I due punti del PalaShark consegnano una Varese in grado di fare la grande con le grandi, perché per quanto possano venire a raccontarcela perfino gli stessi dirigenti di Trapani, in un post partita che sarebbe stato meglio evitare non fosse altro per il buon gusto e la decenza di rispettare quanto il risultato del campo, giudico unico ed insindacabile dello sport ha detto, la Trapani che Varese ha battuto è stata squadra seria, al completo, per quelle che sono le risorse attuali, battagliera fino all’ultimo e ricca di qualità e di giocatori capaci di cambiare la partita con una giocata, vedasi Petrucelli, Hurt ed Eboua, solo per fare degli esempi.

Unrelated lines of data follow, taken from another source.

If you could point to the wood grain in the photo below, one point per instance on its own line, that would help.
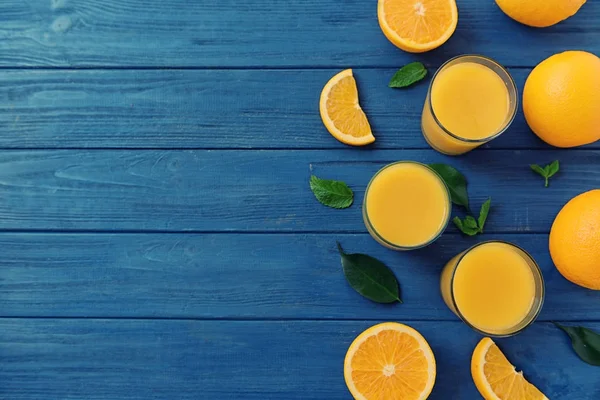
(259, 33)
(239, 276)
(149, 359)
(260, 191)
(213, 109)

La Varese da trasferta sicula però è stata squadra quadrata e consistente, dal primo all’ultimo minuto: solida nella testa e nella capacità di reagire e gestire al meglio i vari momenti della partita, efficace nella doppia fase, con il miglior Renfro della stagione baluardo sotto le plance, e fluida in attacco, con Iroegbu a far girare un attacco spesso troppo farraginoso quest’anno (leggasi gli 11 assist messi a referto sui 28 complessivi di squadra), con Librizzi chirurgico nel colpire da oltre l’arco, con Alviti glaciale nello spezzare ogni sorta di tentativo di rimonta di una Trapani mai doma.

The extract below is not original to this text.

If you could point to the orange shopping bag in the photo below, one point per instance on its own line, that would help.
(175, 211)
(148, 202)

Una vittoria, quella del PalaShark, che è la terza nelle ultime 4 partite, che è sublimazione di un’inversione di rotta netta e decisa da dopo la pausa in poi, che è ritratto di un gruppo che ha trovato la sua identità e la sua dimensione di outsider in grado di poter mettere in difficoltà davvero chiunque così come capace di grandi alti e bassi all’interno della stessa partita.
I due punti di Trapani chiudono al meglio un 2025 ancora una volta ricco di cambiamenti, di difficoltà, di paure ma anche di ritrovata consapevolezza e forse, finalmente, di nuova via, nel segno della continuità in panchina, nel segno di quegli errori commessi sul mercat e ancora una volta sistemati parzialmente in corso d’opera, punto da cancellare definitivamente nella prossima estate; due punti che valgono tantissimo perché permettono di sognare quelle Final Eight di Coppa Italia che saprebbero di primo vero passo di crescita di quella seconda fase votata allo sviluppo del progetto di Luis Scola.

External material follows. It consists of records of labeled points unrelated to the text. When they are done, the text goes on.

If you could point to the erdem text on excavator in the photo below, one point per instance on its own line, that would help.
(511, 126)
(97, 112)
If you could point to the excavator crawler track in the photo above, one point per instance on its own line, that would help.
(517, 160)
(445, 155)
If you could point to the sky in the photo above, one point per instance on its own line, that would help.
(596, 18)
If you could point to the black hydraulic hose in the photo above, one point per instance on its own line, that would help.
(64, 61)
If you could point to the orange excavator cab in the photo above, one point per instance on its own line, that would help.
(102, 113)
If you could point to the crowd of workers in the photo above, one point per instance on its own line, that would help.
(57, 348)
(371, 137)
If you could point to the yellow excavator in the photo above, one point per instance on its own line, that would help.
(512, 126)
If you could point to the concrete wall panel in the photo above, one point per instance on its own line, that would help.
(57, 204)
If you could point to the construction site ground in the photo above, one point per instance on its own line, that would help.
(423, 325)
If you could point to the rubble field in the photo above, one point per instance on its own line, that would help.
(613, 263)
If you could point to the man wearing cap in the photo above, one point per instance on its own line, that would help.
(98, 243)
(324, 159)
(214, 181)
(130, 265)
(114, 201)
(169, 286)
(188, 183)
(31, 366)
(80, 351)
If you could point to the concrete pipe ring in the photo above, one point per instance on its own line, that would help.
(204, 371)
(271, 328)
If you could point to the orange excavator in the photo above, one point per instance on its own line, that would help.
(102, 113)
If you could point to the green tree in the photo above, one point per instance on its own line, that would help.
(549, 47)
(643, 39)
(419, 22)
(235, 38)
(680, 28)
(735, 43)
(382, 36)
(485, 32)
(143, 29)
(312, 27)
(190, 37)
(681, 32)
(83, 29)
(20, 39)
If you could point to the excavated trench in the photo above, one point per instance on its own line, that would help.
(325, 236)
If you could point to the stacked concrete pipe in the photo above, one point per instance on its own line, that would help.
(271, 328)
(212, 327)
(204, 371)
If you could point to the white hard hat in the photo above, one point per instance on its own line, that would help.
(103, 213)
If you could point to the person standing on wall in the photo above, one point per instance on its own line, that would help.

Possono valere tutto questo questi due punti, sebbene non si sa per quanto effettivamente varranno vista la situazione sempre più instabile proprio di Trapani (convocato per oggi un consiglio straordinario della FIP) nella consapevolezza che comunque, al di là di tutto, questa vittoria vale già tanto, perché riconsegna una Varese che finalmente può guardare la classifica con il naso all’in su invece che con lo sguardo alle spalle. Almeno per il momento.